Risposta plausibile, ma non verificata sul tuo caso

Vorrei capire subito cosa devo preparare: buste paga, contratti delle cessioni, estratti conto? Preferisco arrivare già organizzato alla consulenza per non perdere tempo.

— Alessandro

Risposta da AI Generato

Per sospendere la cessione del quinto tramite procedura di sovraindebitamento, devi preparare un pacchetto documentale completo da presentare all'Organismo di Composizione della Crisi. I documenti essenziali sono: tutti i contratti di cessione del quinto firmati con piani di ammortamento, buste paga degli ultimi 3 anni che mostrano le trattenute, estratti conto bancari dello stesso periodo, elenco completo dei creditori con importi e atti ricevuti, situazione patrimoniale dettagliata (beni immobili, mobili, conti) e dichiarazioni fiscali degli ultimi 3 esercizi. Porta tutto in formato digitale per l'invio PEC all'OCC, che nominerà un gestore per valutare la tua situazione e preparare la relazione necessaria al Tribunale per ottenere il decreto di apertura che sospende rate e pignoramenti.
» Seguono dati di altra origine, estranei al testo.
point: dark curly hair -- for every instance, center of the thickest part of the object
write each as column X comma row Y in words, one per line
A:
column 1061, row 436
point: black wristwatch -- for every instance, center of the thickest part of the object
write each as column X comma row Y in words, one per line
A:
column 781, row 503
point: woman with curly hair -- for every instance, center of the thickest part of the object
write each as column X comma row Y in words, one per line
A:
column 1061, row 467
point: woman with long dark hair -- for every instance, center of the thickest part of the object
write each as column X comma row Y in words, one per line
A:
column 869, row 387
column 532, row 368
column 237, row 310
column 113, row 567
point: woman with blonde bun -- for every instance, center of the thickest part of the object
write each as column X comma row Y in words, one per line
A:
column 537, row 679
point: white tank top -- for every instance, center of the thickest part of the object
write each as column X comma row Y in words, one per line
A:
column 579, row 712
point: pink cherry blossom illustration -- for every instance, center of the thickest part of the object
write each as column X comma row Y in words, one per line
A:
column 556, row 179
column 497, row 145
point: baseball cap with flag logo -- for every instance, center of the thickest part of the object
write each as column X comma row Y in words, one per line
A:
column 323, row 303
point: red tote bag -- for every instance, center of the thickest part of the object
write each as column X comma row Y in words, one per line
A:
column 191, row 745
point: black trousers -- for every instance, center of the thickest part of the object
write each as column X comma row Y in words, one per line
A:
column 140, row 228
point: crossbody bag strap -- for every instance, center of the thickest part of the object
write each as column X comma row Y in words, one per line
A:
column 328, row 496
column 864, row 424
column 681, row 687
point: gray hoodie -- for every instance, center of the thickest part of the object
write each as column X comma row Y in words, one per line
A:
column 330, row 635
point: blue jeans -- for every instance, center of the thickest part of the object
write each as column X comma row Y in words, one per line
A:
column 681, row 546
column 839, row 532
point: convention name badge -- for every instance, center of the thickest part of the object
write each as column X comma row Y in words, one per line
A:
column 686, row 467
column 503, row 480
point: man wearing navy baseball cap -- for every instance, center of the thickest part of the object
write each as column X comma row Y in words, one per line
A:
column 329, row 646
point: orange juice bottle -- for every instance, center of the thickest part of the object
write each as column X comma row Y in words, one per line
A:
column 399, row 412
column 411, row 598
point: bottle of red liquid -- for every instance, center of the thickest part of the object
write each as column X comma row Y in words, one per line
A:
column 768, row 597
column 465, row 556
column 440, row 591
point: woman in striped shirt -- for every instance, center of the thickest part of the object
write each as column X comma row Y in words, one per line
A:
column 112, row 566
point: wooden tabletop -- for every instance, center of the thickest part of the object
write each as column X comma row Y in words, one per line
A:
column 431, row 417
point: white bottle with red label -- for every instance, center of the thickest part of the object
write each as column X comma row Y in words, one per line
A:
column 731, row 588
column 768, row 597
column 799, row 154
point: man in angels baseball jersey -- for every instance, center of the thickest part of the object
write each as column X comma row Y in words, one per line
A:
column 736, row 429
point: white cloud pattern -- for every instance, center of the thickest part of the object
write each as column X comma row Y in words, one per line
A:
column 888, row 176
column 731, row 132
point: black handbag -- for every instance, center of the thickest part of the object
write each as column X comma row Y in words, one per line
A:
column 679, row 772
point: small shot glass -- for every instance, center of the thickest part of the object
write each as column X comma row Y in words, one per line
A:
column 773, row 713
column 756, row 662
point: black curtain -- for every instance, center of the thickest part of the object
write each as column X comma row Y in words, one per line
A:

Risposta plausibile, ma non verificata sul tuo caso

Sono in pensione da due anni e ho acceso due cessioni quando ancora lavoravo. Adesso con la pensione non ce la faccio più. La procedura vale anche per me o solo per i dipendenti?

— Anna

Risposta da AI Generato

La procedura di sovraindebitamento vale anche per i pensionati, non solo per i dipendenti. Come pensionato può accedere al Piano del Consumatore o ad altre procedure previste dalla Legge 3/2012 per ristrutturare i debiti delle cessioni del quinto. Una volta avviata la procedura presso un Organismo di Composizione della Crisi, si sospendono le trattenute sulla pensione e si può ottenere una riduzione dell'importo dovuto o una rateizzazione sostenibile. Deve rivolgersi a un OCC del Tribunale competente con l'assistenza di un professionista per presentare domanda e dimostrare la sua situazione di difficoltà economica.

Risposta plausibile, ma non verificata sul tuo caso

Una delle mie cessioni ha tassi altissimi e credo di essere stato ingannato al momento della firma. Posso contestarla durante la procedura di sovraindebitamento o è troppo tardi?

— Luca

Risposta da AI Generato

Non è troppo tardi per contestare la cessione del quinto durante la procedura di sovraindebitamento. Puoi includere nel piano del consumatore la contestazione per tassi usurari o vizi del consenso come l'inganno, chiedendo la nullità o annullabilità del contratto. Con l'apertura della procedura le cessioni diventano inopponibili e il giudice può sospendere le trattenute sullo stipendio o pensione. Sarà possibile proporre una riduzione del debito (falcidia) da verificare poi in sede di omologa. È fondamentale documentare i vizi contrattuali e i tassi applicati con l'assistenza di un avvocato specializzato o di un organismo di composizione della crisi.